Two-day conference Nov. 21 -22 on Nobel Prize laureate French philosopher, author and journalist
Dr. Robert Zaretsky
A joint conference on the campuses of the University of Houston and Texas A&M University will be held Nov. 21 – 22 to mark the centenary of Albert Camus' birth on November 7, 1913.
Robert Zaretsky, professor of French history in the Department of History and the Honors College, has organized the conference. The event is being hosted by the Honors College and the Glasscock Center for Humanities Research at Texas A&M with support from the College of Liberal Arts & Social Sciences, the Departments of English and History, the UH Phi Beta Kappa Organizing Committee and the French Consulate of Houston.
Dr. Zaretsky's book, A Life Worth Living: Albert Camus and the Quest for Meaning, was published this month by Harvard University Press.
The first day of events on Thursday, Nov. 21 will take place at Texas A&M and include talks by:
- Dr. Zaretsky, who also authored Albert Camus: Elements to a Life (Cornell 2010) and is a frequent contributor to the New York Times, Le Monde, Foreign Policy, Jewish Daily Forward and other international periodicals;
- and John McDermott, the Melbern G. Glasscock Chair in the Humanities at Texas A&M, who is also a University Distinguished Professor of Philosophy and Humanities and of Humanities in Medicine.
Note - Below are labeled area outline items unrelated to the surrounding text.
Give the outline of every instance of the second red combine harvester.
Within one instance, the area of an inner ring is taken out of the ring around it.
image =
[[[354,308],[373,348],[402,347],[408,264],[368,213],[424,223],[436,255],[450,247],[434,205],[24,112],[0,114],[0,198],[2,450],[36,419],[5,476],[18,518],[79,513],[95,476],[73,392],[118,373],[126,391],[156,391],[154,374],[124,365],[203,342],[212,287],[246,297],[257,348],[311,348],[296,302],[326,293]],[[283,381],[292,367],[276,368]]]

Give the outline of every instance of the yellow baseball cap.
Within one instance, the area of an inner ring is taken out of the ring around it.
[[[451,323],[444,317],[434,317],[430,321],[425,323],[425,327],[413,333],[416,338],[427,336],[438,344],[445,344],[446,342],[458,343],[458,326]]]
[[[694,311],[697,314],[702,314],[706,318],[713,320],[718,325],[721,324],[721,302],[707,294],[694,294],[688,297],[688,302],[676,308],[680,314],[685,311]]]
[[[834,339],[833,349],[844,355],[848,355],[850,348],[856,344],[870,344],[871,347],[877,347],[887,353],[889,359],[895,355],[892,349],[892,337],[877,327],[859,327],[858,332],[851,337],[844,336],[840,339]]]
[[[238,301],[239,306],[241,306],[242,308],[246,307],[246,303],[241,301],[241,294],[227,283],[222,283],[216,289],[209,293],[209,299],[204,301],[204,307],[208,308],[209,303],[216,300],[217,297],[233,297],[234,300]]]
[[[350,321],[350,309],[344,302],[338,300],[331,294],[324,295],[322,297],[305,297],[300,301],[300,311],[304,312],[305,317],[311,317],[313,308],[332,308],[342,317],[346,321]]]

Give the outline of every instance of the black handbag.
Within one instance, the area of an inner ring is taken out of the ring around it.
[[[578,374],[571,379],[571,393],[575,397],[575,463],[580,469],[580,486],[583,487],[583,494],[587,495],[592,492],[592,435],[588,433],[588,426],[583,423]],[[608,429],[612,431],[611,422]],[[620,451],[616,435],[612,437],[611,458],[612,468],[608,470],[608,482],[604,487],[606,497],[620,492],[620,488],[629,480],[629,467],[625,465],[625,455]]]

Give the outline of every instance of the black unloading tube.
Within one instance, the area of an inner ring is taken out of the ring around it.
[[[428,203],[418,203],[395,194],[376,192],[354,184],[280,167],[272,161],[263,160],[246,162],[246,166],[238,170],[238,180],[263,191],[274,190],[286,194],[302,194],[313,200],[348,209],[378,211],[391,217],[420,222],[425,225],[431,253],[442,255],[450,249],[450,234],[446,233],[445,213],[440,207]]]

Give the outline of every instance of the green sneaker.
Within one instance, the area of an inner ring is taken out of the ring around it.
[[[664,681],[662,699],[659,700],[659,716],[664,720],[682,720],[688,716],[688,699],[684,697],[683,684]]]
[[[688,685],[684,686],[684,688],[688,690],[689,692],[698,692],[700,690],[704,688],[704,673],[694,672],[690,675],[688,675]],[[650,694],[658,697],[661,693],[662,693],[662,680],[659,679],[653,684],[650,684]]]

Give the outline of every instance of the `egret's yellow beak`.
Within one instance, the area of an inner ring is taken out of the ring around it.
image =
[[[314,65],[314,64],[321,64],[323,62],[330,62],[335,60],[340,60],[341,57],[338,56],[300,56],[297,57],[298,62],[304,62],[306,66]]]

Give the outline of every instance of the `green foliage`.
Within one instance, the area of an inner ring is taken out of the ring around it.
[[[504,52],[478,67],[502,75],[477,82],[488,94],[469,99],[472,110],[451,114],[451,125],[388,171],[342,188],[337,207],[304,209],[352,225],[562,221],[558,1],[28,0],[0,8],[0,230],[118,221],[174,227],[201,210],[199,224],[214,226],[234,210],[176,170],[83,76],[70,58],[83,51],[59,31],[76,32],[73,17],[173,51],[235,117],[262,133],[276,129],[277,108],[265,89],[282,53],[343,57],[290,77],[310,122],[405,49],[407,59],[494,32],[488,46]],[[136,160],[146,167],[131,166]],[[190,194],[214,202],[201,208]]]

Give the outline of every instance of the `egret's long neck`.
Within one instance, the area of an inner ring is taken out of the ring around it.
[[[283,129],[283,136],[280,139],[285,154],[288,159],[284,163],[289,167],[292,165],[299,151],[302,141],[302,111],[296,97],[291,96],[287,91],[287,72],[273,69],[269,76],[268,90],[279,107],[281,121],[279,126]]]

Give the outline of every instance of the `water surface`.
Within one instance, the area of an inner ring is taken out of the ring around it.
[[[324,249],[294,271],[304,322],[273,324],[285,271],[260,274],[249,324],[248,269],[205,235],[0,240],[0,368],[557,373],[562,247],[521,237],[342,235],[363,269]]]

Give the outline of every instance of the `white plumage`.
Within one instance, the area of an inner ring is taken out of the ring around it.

The second day will unfold from 3 – 7 p.m. at UH on the second floor of M.D. Anderson Library where the Honors College is housed. Presentations on that day include:
- “To Kill A Human Being: Camus and Capital Punishment”by Ève Morisi, assistant professor of French and Francophone literature at the Unviersity of California, Irvine.
- "Albert Camus and Civil Rights: A Journalist’s Brief" by Jason Berry, author and religion blogger for The Global Post who has written several books on the Catholic Church and sexual abuse scandal.
- A dramatic reading by Honors College students of one of Camus' plays, The Just Assassins, followed by a conversation with the participants and audience.